Very interesting column in New York Times, The Materialist Party, by David Brooks, October 22 2018. It's about what seems like the lack of a big picture vision beyond our various materialistic wants and needs. As Republicans seem to be big on talk about growing material wealth, there is an opportunity for Democrats to present a different vision. Such alternative vision seems to be lacking.
In his column, Brooks says the big push for Democrats is to talk about healthcare. Preserving coverage for preexisting conditions and so forth; like just another basket of goodies.
Yes, a better vision of how we live on this planet is lacking, but I got to thinking that even in the healthcare debate, a bigger vision can emerge. Out of extending coverage comes a bigger vision of compassion. Could be the vision of a population that's willing to pay more, if they are so lucky to be more wealthy, so that those that are less fortunate can have some also. Or, maybe a vision of people earning less, if they work in the lucrative top positions of the healthcare and insurance fields. Earning a bit less so universal healthcare can be easier to provide.
There's also the bigger vision of health, itself. Healthier lifestyles so that universal healthcare can be easier to provide. A society of less stress, more exercise, better diets. You get the picture. A society better for the environment as well. Connecting the dots.
In his column, he talked about the need to go beyond just the box of goodies, like free college, or whatever and to come up with a larger vision of a better life.
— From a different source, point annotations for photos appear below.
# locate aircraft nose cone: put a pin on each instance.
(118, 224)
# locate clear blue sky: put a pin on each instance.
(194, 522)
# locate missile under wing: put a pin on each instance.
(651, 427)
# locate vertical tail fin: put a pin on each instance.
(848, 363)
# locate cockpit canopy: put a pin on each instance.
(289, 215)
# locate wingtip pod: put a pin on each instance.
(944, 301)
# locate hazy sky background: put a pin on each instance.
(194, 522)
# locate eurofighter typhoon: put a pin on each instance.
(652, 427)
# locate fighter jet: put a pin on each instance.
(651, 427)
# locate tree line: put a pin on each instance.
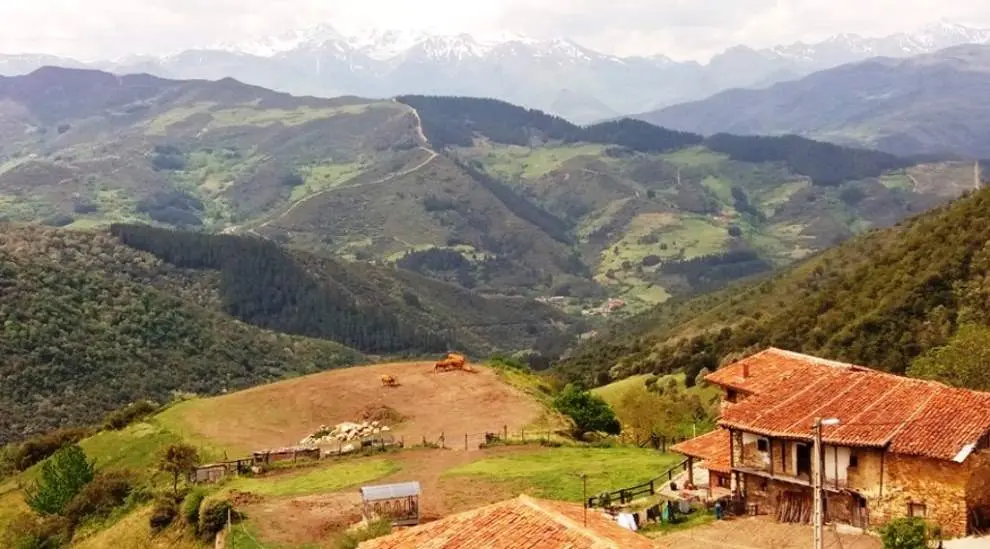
(456, 121)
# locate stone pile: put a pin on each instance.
(345, 432)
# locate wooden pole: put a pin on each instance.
(817, 484)
(584, 496)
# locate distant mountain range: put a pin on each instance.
(557, 76)
(493, 197)
(932, 103)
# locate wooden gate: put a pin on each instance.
(794, 507)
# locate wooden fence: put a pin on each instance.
(626, 495)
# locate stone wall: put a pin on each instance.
(751, 456)
(939, 485)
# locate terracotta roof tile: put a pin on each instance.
(712, 448)
(876, 409)
(520, 523)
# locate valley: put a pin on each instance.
(619, 211)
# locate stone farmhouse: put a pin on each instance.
(901, 447)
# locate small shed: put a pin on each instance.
(211, 472)
(292, 453)
(399, 502)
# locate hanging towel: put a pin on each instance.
(627, 521)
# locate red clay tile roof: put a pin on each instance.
(520, 523)
(712, 448)
(876, 409)
(768, 368)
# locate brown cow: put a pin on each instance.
(389, 381)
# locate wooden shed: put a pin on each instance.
(399, 502)
(291, 453)
(211, 472)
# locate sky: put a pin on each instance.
(682, 29)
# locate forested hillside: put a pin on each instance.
(933, 103)
(656, 214)
(373, 309)
(88, 325)
(903, 299)
(479, 193)
(89, 321)
(457, 121)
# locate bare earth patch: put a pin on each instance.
(319, 519)
(279, 414)
(761, 533)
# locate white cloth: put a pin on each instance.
(626, 521)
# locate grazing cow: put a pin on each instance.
(389, 381)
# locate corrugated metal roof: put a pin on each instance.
(389, 491)
(875, 409)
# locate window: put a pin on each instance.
(917, 509)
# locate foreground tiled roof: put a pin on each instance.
(520, 523)
(767, 368)
(713, 448)
(875, 409)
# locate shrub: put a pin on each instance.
(505, 361)
(118, 419)
(36, 449)
(107, 491)
(699, 380)
(589, 412)
(651, 260)
(27, 531)
(191, 505)
(62, 477)
(163, 514)
(213, 516)
(905, 533)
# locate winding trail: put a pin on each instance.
(292, 207)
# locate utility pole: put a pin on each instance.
(584, 496)
(818, 478)
(816, 483)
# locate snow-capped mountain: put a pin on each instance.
(559, 75)
(847, 48)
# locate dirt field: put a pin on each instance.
(281, 414)
(760, 533)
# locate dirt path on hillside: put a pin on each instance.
(761, 533)
(283, 413)
(424, 146)
(292, 207)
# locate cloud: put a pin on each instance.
(681, 28)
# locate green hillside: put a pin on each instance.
(480, 193)
(89, 323)
(912, 298)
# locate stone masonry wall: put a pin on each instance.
(939, 485)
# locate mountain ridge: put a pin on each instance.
(925, 104)
(533, 72)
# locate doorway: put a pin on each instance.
(803, 452)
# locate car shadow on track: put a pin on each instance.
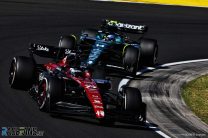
(96, 123)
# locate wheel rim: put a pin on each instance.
(42, 94)
(12, 72)
(155, 56)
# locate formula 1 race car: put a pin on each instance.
(111, 45)
(61, 86)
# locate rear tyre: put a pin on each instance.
(22, 73)
(68, 42)
(50, 92)
(149, 52)
(131, 59)
(132, 101)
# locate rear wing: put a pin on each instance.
(49, 51)
(124, 27)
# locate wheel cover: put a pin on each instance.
(155, 55)
(12, 72)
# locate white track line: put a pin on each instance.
(125, 82)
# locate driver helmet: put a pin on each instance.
(110, 37)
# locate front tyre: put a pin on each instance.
(22, 73)
(149, 52)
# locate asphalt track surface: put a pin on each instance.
(181, 33)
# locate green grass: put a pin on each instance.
(195, 94)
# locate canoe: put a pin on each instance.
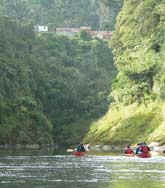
(130, 155)
(78, 153)
(144, 155)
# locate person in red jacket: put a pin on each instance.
(128, 150)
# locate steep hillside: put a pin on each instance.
(139, 90)
(66, 13)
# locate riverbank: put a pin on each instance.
(129, 125)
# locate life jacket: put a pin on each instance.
(128, 151)
(145, 149)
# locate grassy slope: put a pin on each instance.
(131, 124)
(139, 46)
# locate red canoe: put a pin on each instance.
(78, 153)
(144, 155)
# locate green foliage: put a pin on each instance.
(65, 13)
(131, 124)
(138, 44)
(49, 84)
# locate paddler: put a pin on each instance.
(128, 150)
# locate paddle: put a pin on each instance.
(70, 150)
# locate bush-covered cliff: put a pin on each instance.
(139, 89)
(51, 86)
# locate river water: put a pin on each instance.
(67, 171)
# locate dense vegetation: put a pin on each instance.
(138, 43)
(51, 86)
(65, 13)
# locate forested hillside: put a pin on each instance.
(51, 86)
(64, 13)
(137, 113)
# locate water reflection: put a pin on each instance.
(91, 171)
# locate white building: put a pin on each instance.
(41, 28)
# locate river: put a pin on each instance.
(67, 171)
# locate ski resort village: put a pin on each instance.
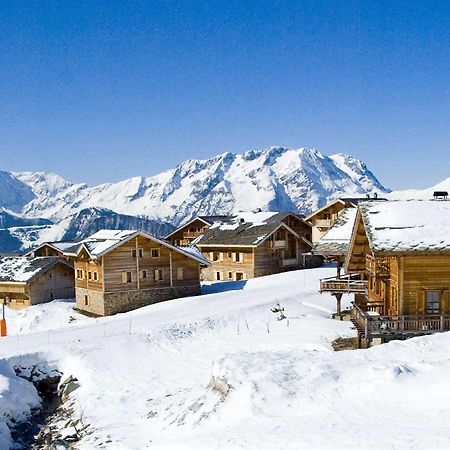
(315, 320)
(225, 225)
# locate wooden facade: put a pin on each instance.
(398, 293)
(139, 271)
(188, 232)
(283, 249)
(55, 282)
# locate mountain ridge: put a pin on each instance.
(275, 178)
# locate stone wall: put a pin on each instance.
(95, 303)
(116, 302)
(108, 303)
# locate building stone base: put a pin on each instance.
(109, 303)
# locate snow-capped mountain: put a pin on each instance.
(275, 179)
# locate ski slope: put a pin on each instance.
(146, 376)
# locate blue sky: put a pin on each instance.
(102, 91)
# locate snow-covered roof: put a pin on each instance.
(407, 225)
(251, 233)
(336, 240)
(22, 269)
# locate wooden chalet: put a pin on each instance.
(398, 267)
(334, 246)
(30, 281)
(255, 244)
(322, 219)
(117, 271)
(186, 233)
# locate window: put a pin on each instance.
(215, 256)
(238, 257)
(126, 277)
(433, 302)
(143, 274)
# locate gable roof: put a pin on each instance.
(336, 241)
(407, 225)
(346, 202)
(59, 246)
(20, 269)
(105, 241)
(247, 229)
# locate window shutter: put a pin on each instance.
(421, 302)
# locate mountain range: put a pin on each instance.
(40, 206)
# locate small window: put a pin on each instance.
(143, 274)
(126, 277)
(158, 274)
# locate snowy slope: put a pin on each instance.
(420, 194)
(151, 388)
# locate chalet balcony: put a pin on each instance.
(347, 284)
(371, 324)
(191, 234)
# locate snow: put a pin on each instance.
(156, 387)
(403, 225)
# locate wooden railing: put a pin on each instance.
(350, 283)
(372, 325)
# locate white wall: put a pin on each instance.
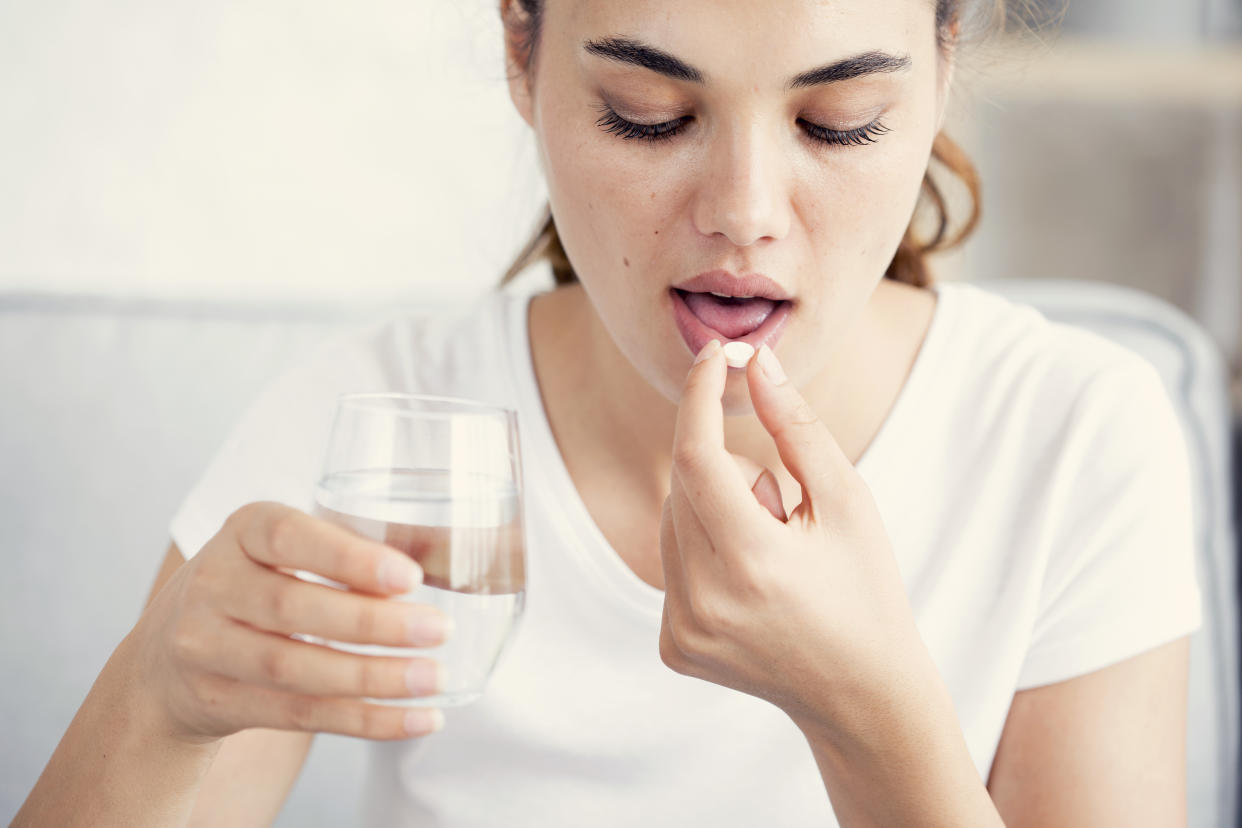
(287, 148)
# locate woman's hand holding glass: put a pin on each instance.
(215, 647)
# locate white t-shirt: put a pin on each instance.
(1032, 478)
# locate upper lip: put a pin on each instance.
(753, 284)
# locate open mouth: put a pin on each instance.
(702, 317)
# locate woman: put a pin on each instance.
(856, 580)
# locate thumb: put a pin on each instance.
(763, 484)
(806, 447)
(766, 492)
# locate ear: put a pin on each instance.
(948, 63)
(514, 20)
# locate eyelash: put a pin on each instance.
(626, 129)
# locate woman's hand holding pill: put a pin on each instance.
(214, 652)
(807, 611)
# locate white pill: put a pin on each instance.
(738, 354)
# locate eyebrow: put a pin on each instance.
(635, 52)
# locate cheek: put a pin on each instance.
(861, 206)
(606, 199)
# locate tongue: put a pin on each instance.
(730, 318)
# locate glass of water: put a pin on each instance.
(440, 479)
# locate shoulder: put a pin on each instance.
(1019, 353)
(1020, 390)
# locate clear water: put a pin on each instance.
(466, 533)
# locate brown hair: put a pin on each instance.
(909, 262)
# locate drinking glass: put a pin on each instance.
(440, 479)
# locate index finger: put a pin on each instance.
(285, 538)
(713, 482)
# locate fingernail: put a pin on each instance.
(419, 723)
(399, 574)
(427, 630)
(738, 354)
(770, 364)
(708, 351)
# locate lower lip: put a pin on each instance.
(698, 334)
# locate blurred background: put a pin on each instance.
(309, 152)
(194, 194)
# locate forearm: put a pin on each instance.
(899, 759)
(116, 766)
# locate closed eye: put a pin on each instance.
(612, 123)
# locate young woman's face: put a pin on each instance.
(760, 165)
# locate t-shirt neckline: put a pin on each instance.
(595, 554)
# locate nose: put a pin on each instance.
(744, 193)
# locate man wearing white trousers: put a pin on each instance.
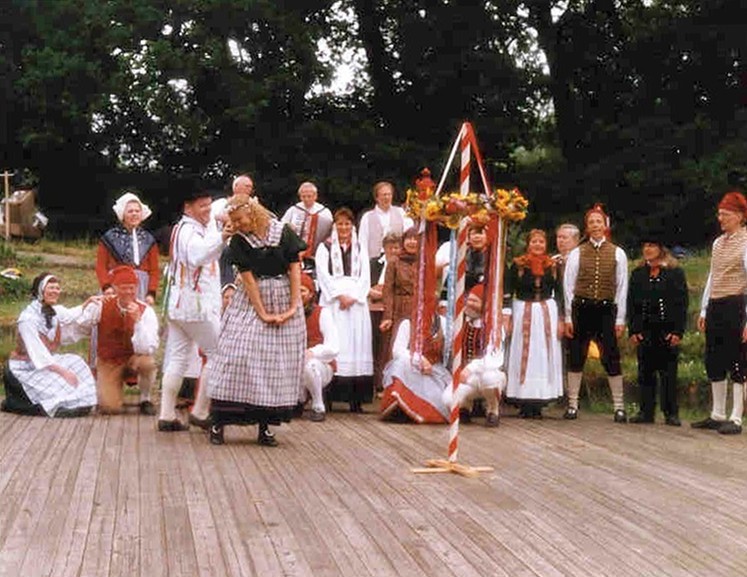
(323, 344)
(723, 316)
(193, 306)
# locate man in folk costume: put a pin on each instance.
(723, 316)
(323, 344)
(310, 220)
(480, 376)
(384, 218)
(127, 340)
(596, 288)
(193, 306)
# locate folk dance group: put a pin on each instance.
(242, 313)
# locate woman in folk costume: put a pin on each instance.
(256, 369)
(342, 270)
(38, 380)
(127, 243)
(399, 291)
(535, 367)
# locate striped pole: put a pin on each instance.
(461, 269)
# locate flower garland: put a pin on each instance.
(449, 209)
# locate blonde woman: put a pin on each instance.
(256, 369)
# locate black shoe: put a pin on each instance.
(204, 424)
(72, 413)
(464, 416)
(316, 416)
(147, 408)
(171, 426)
(570, 414)
(216, 435)
(267, 438)
(640, 418)
(730, 428)
(711, 424)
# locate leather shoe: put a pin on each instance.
(708, 423)
(570, 414)
(267, 439)
(640, 418)
(730, 428)
(216, 435)
(171, 426)
(316, 416)
(204, 424)
(147, 408)
(492, 420)
(464, 416)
In my own thinking, I try and see how some of these goodies can fit into a bigger vision.
In his column, he also talked about identity politics, like LGBTQ rights. Is that just another box of goodies like tax cuts for the middle class, or the entrepreneurial class? I see fitting that into a bigger vision as well. Reducing population growth. A society more open to feminist and LGBTQ issues tends to place the breaks on procreation, a bit. Lower footprint to the environment. How about the single life living in an urban apartment versus the stereotype of family life sprawling out into the big house in the suburbs? It's a bigger vision I keep thinking about. How these pieces of the puzzle fit together. I know there are always exceptions to stereotypes; like not all families live in the suburbs and not all people in the suburbs are more wasteful, but I hope you get the picture.